Older e-switch code had a smaller base footprint but used more space for each feature. It could be approximated with something like “500 bytes base + 500 bytes per feature”. FSM has a bigger footprint but makes additions significantly smaller, like “3000 bytes base + 100 bytes per feature”. Or something along those lines, anyway.

I guess, to add support, what it would take is a bigger version of the driver with a bigger MCU, preferably SOIC8 (though reflashing pogo pads or holes would work too). It could be tiny85 or tiny1634 like Mike C uses, or tiny841, for the easiest options. For tiny1616/1617 things get more difficult, and for non-AVR options things also get more difficult.

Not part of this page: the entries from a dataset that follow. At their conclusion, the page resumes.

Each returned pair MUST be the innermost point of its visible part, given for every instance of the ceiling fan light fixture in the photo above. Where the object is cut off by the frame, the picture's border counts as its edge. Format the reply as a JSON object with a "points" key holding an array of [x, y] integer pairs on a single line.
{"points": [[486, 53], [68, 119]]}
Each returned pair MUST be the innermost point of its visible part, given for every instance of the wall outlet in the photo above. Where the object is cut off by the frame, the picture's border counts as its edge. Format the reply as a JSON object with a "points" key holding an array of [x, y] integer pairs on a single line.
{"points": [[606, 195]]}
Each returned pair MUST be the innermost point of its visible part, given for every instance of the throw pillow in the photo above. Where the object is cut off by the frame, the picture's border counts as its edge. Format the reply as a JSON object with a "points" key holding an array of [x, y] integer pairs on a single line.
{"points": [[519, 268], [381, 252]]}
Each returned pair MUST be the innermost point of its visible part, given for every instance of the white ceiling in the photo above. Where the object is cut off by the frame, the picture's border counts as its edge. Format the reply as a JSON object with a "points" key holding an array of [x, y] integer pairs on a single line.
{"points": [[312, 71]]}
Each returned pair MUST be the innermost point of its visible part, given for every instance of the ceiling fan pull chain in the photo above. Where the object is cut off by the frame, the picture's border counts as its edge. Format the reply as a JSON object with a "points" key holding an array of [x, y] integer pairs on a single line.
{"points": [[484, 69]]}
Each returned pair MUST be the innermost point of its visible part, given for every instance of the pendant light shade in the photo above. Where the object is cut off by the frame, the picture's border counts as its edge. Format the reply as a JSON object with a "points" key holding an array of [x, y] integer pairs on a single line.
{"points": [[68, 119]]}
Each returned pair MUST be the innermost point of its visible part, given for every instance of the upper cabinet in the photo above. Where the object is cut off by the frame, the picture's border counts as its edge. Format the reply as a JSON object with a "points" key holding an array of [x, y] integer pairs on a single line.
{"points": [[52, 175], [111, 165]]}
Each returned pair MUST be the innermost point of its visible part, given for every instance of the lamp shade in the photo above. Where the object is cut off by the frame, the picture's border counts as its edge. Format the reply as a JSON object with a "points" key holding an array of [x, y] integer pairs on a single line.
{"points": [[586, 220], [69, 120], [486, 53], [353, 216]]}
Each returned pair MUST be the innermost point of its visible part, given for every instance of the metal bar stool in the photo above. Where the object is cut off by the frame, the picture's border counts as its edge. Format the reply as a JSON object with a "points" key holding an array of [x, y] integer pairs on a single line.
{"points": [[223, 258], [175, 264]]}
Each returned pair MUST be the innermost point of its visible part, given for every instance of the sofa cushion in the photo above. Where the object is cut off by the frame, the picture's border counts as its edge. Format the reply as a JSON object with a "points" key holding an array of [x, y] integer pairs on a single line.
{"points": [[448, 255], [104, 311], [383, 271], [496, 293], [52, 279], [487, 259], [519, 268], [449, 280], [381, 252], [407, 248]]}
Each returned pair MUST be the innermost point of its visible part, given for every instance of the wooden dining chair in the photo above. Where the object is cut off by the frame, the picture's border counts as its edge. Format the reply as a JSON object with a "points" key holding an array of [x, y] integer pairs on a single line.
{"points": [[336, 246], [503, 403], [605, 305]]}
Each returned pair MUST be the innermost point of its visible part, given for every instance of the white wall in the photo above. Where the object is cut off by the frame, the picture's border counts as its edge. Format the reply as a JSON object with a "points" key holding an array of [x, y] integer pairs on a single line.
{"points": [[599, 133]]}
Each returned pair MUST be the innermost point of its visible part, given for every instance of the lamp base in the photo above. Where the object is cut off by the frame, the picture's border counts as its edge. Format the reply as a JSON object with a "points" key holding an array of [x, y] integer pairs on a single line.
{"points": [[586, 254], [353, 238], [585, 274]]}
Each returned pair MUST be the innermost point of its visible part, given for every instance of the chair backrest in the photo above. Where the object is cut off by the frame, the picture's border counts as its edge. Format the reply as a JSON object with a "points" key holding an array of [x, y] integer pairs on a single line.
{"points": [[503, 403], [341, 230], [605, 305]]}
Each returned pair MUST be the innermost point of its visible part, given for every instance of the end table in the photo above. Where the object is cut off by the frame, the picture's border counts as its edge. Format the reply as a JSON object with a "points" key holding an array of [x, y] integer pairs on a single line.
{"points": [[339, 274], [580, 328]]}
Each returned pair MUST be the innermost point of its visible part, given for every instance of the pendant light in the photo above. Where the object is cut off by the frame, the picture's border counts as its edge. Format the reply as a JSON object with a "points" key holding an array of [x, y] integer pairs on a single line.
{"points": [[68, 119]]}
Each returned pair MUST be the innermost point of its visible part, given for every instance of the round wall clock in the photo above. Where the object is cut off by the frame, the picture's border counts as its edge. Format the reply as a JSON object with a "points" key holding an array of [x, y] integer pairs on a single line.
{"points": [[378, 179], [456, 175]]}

Actually now the design uses a 4x4 MCU and ATTiny85 should fit.
I wonder about the OTSM discussion that I don’t understand… :blush:

Oh, if it has tiny85 now, then I just need a driver with flashing pads/vias or SOIC8, and I could add support for it fairly easily — some way to reflash without soldering. Not necessarily for production use; just for development purposes.

As for code… I don’t know what the pinouts are, but I’d need to add a driver layout definition and probably adjust the ramp tables. Maybe change a bit of init code. And it may also need new code to measure voltage. I seem to recall some discussion about that, and I don’t know if it was ever resolved. So battcheck and LVP might not work, depending on whether there’s a way to measure the battery voltage.

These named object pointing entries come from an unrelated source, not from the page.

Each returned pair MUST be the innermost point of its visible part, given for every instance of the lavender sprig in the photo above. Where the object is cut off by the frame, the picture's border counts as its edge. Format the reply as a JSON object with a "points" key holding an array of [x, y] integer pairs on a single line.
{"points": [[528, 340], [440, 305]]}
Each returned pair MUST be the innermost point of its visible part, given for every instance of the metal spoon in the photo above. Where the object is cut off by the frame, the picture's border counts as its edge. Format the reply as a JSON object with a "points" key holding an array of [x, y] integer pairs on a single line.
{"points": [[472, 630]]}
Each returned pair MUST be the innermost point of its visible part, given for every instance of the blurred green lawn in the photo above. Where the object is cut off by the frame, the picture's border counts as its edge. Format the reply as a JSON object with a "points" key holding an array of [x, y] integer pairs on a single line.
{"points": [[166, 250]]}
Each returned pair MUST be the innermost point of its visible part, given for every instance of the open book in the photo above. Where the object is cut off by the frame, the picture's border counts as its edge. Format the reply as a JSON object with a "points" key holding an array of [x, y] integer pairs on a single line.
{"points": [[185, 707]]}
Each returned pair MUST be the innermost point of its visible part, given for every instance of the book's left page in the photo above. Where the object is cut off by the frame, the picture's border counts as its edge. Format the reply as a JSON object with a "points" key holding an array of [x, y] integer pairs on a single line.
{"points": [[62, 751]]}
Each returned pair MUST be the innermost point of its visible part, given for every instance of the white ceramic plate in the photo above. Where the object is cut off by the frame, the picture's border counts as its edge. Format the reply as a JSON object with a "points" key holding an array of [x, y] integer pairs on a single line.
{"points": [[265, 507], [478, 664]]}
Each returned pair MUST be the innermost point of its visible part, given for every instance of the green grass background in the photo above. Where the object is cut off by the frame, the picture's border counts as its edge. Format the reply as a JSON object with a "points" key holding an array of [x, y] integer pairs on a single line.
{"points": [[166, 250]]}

The OTSM stuff is irrelevant for FSM, and for e-switch lights in general.

FSM-based apps shouldn’t need any changes, or should need only very small changes. Mostly they should “just work” after the base library gets support for the new driver. Change one line per app to select a different driver type, and maybe update anything driver-specific it does (if there is anything).

Overall, porting should be relatively easy. That’s half the point of abstacting out the hardware layer and separating it from the UI code.

Glad to read that. :slight_smile:

I flashed my driver with anduril firmware and I really like it. I have some questions:

  1. Is there a way to turn off the thermal stepdown?
  2. Can you add brighter, dimmer option to the tactical strobe?

1. Disable USE_THERMAL_REGULATION at compile time. (should compile, but is untested)

2. Perhaps. It wouldn’t be difficult. Not sure if it’s a thing many people want though; usually tactical strobes only go at the maximum brightness. On small high-powered lights this risks overheating though, so it’d probably be a good idea to lower it for those or make it configurable.

On my Q8 with Andúril sometimes in the momentary tactical mode it leave the main led on after a few presses. I didn’t know the exact press combination but playing with it and somtimes it stays on. And once I got in ramping stuck in one level and no button presses helped just when I disconnected power.

I still need to tweak the debouncing and event detection a little more, to handle extra-noisy switches. It mostly works, but can run into some weirdness when the switch bounces for an unusually long time. It’s a bit difficult to test though, since I haven’t found any really-noisy switches to test with.

Maybe I can find a noisy switch somewhere in my drawers of parts.

A scope would help too, so I could measure this stuff instead of guessing. I usually do pretty well at programming blind, but it sure is helpful to have data to work with instead of just theories.